Col C = =MID(A3,FIND(".",A3,1)-2,1)

Col C = =MID(A3,FIND(".",A3,1)-3,1)


note: the find function gets your the decimal position and then - 1 and incrementing gets you the digit like units, tens and hundreds.


This is specific to your question, but I am curious to know what you are trying to achieve?


Regards,

Prasad
 
Prasad, I surely appreciate your help. I just tried it and the #value! message is the result, Am I missing a thing?
 
Sorry Prasad, I had missed the last part of your question. I have this schedule I am trying to finalize before I use it as a basis for a dash board. Basically, I want to be able to look at all amounts in a column (a ton of purchases made by procurement department) that would most likely have from one to six digits that would most likely be zeros (because purchases without an approved purchase order (or without one) usually are round numbers that end in zero, two zeros and so on). Hence my need to isolate these numbers and then filter them out. I can perhaps sort the amounts and visually scan through 600 thousand records and fall asleep at my desk. You see my dilemma? Let me cut and paste a piece on my list of amounts:

$212.00

$435.00

$2,500.00

$2,500.00

$5,000.00

$300.00

($300.00)

($349.00)

$115.00

$234.00

($349.00)

$115.00

$234.00

$15,000.00

($10,000.00)

($5,000.00)

($300.00)

($380.00)

($330.00)


I am looking for a way to count the number of zeros prior to the decimal point because it will help me isolate which amount needed an approval up to $25 (Rupee) or Bolivian Pesos in my case, an approval of up to $250.00, $500.00 $1,000.00, 10,000.00 or even $1,000,000.00. In my daily work I noted that some folks split their purchases to avoid approvals so they take $700 purchase and submit one for $500 and then another for the remainder, that way the employee does not have to explain to someone higher that he/she is spending more than allowed or did not have the guts to ask for the approval form the higher approving manager. I hope I did not put you to sleep with this note. But, basically that is the problem I have and want to present with dashboards (among other things).


Thanks,

Persol
 
Persol, sooner or later people at procurement would catch up and simply put in a purchase without PO by not submitting a zero next to the decimal point. Plus you still another process to add up all the split purchases going to the same vendor. How would tracking the number of zero before the decimal point assist you in identifying the "cheaters"?
 
Here's a single formula that should work, and returns a numerical value. Assuming first number is in A2:

=INT(MOD(INT($A2),10^COLUMN(A$1))/10^(COLUMN(A$1)-1))

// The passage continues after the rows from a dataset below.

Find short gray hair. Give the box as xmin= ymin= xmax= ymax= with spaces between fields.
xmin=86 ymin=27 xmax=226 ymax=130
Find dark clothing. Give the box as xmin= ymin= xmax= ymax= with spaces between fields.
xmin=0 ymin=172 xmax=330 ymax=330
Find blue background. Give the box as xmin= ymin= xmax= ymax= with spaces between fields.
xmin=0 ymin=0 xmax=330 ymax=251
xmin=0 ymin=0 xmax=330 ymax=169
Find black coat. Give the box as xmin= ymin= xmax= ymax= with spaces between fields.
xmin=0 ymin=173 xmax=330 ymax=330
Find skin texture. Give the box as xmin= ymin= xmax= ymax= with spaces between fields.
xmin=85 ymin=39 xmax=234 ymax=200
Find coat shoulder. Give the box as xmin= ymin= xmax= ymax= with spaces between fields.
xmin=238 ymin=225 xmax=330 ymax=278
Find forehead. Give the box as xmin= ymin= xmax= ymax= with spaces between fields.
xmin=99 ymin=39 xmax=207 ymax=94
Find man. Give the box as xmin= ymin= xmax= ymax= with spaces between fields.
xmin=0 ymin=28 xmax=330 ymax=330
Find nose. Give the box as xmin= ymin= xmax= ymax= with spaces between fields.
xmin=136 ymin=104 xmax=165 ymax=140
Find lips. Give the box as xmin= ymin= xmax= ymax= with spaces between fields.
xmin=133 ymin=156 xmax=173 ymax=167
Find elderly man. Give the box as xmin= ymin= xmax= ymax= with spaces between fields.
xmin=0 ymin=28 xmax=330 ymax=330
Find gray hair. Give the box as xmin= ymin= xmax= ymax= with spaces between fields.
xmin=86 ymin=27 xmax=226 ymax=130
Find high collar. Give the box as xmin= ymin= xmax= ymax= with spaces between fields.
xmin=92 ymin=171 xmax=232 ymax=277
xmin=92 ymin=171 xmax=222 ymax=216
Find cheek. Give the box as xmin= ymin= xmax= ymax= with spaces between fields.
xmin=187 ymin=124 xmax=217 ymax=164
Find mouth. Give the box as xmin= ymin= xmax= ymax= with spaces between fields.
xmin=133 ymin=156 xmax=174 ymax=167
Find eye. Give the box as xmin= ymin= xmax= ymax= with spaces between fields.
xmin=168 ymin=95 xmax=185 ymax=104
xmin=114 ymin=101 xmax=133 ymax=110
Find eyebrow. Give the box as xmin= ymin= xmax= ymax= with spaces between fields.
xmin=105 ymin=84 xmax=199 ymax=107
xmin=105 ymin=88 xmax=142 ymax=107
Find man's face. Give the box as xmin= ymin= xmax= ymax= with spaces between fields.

Copy to the right as far as would be needed. First column will the the ones digit, then ten's, then hundred's, etc.
 
=SUMPRODUCT(IF((A1/(10^(ROW($1:$6))))=INT(A1/10^(ROW($1:$6))),1,0))


Use this as an array formula (Ctrl-Shift-Enter) and you can have it in a single cell. Doesn't work if you just use enter.


Note: Increase the "$6" to get numbers larger than 1X10^6.
 
Hi Luke,


using your formula above, the negative numbers would not apply properly. if you have a -5024, the digit showing up would be 6, 7 and 9.


However, I guess it can still be used as a flag-out purpose.
 
Hi Persol,


If you incorporate
Code:
ABS() around the reference to [code]$A2 the sign will be eliminated for formulas that don't already handle negatives.


For Mike's version you could handle any number of places by replacing [code]ROW($1:$6) in his formula with ROW(INDIRECT("1:"&A1/(FLOOR(LOG10(ABS(A1)),1)+1)))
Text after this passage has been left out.